Throughout late 2005, and all of 2006, Windsor City Council has been trying to convert and widen the sidewalk along Riverside Drive (from Strabane Avenue to roughly Lauzon Road), to improve cycling access from the west side and downtown to the east side. The road is currently two lanes for most of its length, having either bike lanes, or extended properties from the wealthy peoples' houses.

The vista project will be a multi-million dollar beautification project to plant trees, re-surface Riverside Drive, and re-surface sidewalks, possibly installing either bike lanes, or a bike trail along the road.

A slight controversy exists between the wealthy residents in the east side of town, who are angered that their road is treated like a two-lane freeway, since the cars regularly drive recklessly and well-above the posted speed limit of 50 km/h (30 mph) and 40 km/h at curves (25 mph), with speeds reguarly hitting 90 km/h (55 mph).
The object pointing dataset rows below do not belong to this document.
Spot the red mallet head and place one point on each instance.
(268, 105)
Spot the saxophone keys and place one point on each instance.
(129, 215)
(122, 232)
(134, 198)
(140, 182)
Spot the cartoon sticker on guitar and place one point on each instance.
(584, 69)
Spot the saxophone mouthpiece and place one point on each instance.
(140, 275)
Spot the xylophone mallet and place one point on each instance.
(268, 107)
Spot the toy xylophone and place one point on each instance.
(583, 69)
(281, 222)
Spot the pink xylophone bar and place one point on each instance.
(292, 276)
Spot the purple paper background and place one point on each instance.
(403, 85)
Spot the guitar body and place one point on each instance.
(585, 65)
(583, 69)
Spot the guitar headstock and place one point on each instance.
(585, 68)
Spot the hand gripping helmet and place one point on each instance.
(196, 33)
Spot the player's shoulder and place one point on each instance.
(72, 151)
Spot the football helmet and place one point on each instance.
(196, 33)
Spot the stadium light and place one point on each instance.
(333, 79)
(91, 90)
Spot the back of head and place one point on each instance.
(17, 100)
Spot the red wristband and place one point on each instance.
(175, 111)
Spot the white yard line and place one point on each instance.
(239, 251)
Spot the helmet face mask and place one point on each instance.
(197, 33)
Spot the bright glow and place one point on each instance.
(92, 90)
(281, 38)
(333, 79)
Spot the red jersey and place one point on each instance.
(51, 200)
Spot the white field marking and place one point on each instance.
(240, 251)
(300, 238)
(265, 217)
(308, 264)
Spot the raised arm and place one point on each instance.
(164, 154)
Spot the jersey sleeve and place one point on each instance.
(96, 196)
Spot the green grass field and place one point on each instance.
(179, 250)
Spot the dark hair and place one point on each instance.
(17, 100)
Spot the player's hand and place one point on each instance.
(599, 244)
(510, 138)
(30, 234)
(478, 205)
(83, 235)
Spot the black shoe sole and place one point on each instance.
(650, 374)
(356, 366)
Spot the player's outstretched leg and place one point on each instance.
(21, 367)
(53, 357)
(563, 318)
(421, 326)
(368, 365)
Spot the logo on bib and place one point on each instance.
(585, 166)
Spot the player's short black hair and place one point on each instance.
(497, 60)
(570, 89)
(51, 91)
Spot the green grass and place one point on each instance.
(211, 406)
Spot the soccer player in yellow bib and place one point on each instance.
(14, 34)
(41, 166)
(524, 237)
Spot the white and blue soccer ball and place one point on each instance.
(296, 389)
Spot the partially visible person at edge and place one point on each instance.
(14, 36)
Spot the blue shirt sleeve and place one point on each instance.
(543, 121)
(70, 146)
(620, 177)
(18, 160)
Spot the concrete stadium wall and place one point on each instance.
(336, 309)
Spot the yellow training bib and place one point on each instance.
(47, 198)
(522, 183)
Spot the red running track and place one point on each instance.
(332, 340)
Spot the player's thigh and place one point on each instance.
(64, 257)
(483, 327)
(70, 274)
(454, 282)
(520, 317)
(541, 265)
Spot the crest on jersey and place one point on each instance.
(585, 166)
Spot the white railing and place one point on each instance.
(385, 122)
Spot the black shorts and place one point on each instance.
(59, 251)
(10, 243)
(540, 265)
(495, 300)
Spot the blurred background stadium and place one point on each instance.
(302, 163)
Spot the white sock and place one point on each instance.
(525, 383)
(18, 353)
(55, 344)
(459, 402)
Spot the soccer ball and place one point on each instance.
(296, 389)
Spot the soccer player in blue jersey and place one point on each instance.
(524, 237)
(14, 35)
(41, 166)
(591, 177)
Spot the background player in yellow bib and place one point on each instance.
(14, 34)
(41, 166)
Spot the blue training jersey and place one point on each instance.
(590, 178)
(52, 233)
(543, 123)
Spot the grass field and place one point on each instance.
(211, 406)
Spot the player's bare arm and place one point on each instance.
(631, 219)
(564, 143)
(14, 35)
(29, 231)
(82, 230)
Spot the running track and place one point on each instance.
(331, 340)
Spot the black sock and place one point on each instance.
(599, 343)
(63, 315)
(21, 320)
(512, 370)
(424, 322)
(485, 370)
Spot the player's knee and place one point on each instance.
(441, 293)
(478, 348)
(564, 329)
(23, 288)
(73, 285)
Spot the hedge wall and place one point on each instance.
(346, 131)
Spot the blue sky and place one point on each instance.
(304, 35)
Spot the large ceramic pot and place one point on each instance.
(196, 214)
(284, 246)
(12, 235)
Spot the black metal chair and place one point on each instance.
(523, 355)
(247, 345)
The wealthy residents insist that the road should not be repaved (as it is starting to show its age and will need repaving in a few years), due to a deteriorating road's lack of appeal for drivers. They claim that if the road is not paved, drivers will choose other routes across the city, such as the E.C. Row Expressway, and avoid their street, rendering it quieter, and their property values will increase.

The commuters, mostly residents in Tecumseh, Ontario, the Forest Glade community, and from Downtown, feel the road should be repaved for everyone, not just the Riverside neighbourhood residents, as well as install a bike lane, so cyclists don't have to risk their lives by riding on the road or sidewalk. The wealthy residents generally oppose having to give up some property for a bike lane, but City Hall appears to be progressing with the Vista Project, in debate and committee at least. The vista project is proposed as an alternative to putting bike lanes along the dangerously busy Wyandotte Street just a short distance south, or buying out the existing CN Rail/VIA Rail line leading from Lesparance Road to Hiram Walker to convert into a massive greenway/bike trail or two-lane arterial road.